イラクの国旗はここ30年ほどで最も多く変更になった国旗の1つです。湾岸戦争のとき、1991年1月までは、赤白黒の横三色旗の中央に、緑の3つ星という、いかにもイスラムの国であり、アラブの統一を目指しているというデザイン(エジプトはじめ周辺諸国と似たデザイン)でした。

ところが、このときの敗戦で、サダム・フセイン大統領は国民のいっそうの奮起と団結を呼びかけ、自ら「アッラー・ホ・アクバル」と書き加えました。

ご承知のように、サダム・フセイン大統領は2003年3月19日からのイラク戦争でアメリカを中心とする多国籍軍に再び敗れ、同大統領は08昨年12月30日に「処刑」されました。そこで、同大統領が書いた文字をそのまま使うということが政治的に微妙となり、他の書体が使用されるようになりました。

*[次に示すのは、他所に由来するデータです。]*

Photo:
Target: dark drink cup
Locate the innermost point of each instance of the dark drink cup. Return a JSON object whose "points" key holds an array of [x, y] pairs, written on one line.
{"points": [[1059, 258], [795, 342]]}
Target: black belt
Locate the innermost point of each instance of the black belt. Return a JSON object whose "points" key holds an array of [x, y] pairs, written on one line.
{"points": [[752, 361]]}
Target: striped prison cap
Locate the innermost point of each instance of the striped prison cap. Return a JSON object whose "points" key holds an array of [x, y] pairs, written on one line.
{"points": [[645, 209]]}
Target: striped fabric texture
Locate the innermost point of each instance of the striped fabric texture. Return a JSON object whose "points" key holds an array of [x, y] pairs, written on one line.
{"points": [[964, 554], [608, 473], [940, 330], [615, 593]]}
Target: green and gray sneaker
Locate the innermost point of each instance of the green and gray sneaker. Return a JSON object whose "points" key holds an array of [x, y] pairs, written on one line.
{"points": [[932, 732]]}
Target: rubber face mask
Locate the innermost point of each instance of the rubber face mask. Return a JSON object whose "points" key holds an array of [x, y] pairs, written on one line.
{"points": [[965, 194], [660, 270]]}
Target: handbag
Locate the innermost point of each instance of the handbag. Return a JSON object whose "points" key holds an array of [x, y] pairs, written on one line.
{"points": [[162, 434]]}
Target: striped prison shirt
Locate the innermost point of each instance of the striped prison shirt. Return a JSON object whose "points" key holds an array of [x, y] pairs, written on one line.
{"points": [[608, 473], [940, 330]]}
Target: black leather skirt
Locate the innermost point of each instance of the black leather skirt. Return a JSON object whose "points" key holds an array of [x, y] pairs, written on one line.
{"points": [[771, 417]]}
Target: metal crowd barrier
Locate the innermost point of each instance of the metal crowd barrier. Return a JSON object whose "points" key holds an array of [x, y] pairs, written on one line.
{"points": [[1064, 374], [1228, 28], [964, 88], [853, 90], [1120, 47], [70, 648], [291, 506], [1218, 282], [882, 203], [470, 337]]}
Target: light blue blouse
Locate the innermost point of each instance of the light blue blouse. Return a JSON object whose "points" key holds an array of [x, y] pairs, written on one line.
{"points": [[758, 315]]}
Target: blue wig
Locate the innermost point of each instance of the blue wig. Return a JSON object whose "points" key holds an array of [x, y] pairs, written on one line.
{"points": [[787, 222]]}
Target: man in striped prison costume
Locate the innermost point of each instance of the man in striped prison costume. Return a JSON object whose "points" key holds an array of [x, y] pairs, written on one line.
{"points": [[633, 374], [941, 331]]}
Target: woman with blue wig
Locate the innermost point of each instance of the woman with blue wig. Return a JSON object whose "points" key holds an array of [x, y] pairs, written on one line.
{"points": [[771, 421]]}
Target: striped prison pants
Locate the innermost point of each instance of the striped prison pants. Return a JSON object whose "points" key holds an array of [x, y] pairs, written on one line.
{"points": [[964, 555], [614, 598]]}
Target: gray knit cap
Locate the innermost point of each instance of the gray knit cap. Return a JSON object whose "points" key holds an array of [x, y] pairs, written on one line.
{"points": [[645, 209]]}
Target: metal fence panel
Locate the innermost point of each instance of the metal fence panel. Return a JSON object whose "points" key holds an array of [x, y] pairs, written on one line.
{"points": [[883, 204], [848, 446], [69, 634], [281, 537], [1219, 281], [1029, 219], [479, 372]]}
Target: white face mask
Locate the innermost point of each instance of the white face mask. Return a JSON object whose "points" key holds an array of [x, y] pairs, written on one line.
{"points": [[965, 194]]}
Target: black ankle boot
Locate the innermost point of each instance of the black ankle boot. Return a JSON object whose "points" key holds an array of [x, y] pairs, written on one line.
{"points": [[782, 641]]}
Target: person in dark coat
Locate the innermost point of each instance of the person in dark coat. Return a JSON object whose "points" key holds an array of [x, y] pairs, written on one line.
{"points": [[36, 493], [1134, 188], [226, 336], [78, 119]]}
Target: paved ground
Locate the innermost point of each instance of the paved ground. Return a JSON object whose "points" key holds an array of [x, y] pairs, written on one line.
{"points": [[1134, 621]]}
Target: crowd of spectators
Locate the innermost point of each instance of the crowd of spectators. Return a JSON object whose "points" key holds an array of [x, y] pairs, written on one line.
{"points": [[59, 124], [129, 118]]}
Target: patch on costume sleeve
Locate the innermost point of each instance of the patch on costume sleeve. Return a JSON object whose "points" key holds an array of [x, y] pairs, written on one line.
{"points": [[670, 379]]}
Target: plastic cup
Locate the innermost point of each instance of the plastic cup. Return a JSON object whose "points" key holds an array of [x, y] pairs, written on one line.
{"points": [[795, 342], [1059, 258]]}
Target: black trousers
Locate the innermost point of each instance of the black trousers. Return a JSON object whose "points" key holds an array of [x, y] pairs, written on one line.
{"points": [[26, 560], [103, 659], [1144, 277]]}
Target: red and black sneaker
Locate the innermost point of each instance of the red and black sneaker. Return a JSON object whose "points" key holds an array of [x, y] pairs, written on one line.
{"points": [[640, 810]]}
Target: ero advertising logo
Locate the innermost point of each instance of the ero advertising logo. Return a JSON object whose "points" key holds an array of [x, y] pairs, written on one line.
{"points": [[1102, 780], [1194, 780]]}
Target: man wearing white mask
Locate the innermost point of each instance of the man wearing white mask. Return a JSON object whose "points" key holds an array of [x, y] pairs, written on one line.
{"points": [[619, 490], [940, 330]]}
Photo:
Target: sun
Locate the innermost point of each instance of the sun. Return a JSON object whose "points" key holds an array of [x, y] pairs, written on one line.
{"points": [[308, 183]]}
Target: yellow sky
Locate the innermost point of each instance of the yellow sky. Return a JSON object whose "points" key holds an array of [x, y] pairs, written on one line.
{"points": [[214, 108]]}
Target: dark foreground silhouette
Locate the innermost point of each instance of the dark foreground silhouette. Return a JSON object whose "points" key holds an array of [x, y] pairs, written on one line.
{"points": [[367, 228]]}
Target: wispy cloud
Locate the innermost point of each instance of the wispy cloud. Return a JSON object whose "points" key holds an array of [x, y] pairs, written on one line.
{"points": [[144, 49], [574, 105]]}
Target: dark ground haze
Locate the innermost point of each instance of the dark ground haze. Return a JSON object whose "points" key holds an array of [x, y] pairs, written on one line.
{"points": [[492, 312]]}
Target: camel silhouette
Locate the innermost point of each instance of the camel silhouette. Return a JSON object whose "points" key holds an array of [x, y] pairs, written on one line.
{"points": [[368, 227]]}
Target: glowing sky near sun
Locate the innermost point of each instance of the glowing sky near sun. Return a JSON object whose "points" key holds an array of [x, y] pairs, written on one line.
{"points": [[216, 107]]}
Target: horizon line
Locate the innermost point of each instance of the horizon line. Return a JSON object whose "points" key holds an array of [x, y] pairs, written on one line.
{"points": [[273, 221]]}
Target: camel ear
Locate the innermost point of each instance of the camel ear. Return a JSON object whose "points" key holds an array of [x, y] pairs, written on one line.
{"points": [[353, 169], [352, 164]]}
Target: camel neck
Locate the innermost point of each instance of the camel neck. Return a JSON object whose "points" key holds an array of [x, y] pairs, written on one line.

内外のさまざまな資料を見比べると、12月17日の朝日新聞に載った南部バスラ州の治安権限を英軍から移譲される式典でも、その写真を見て「クーフィーだね」というのが佐々木氏の見解でした。

このほか、まるで漢字にいろいろな書体があるように、『コーラン』を筆写するために開発されたナスビー書体(最も標準でしばしば印刷用活字体としても用いられる書体)、芸術性の高く大きな文字に適するスルス書体などいろいろあり、法律で字体を決めているわけではなく、国旗の文字にはある程度あいまいな部分もあることがわかりました。

2008年1月22日に行われたイラク国民議会の国旗変更に関する投票結果は、賛成110、反対50。議会の審議の過程では、星はそのままにして「平和、寛容、正義」を表徴すると説明する予定でしたが、最終的には、星は除外されました。

なお、新しい旗は1年以内に変更を含めた再検討がなされるとなっているのですが、2012年7月1日現在、さらに新しい国旗が制定されたという発表はありません。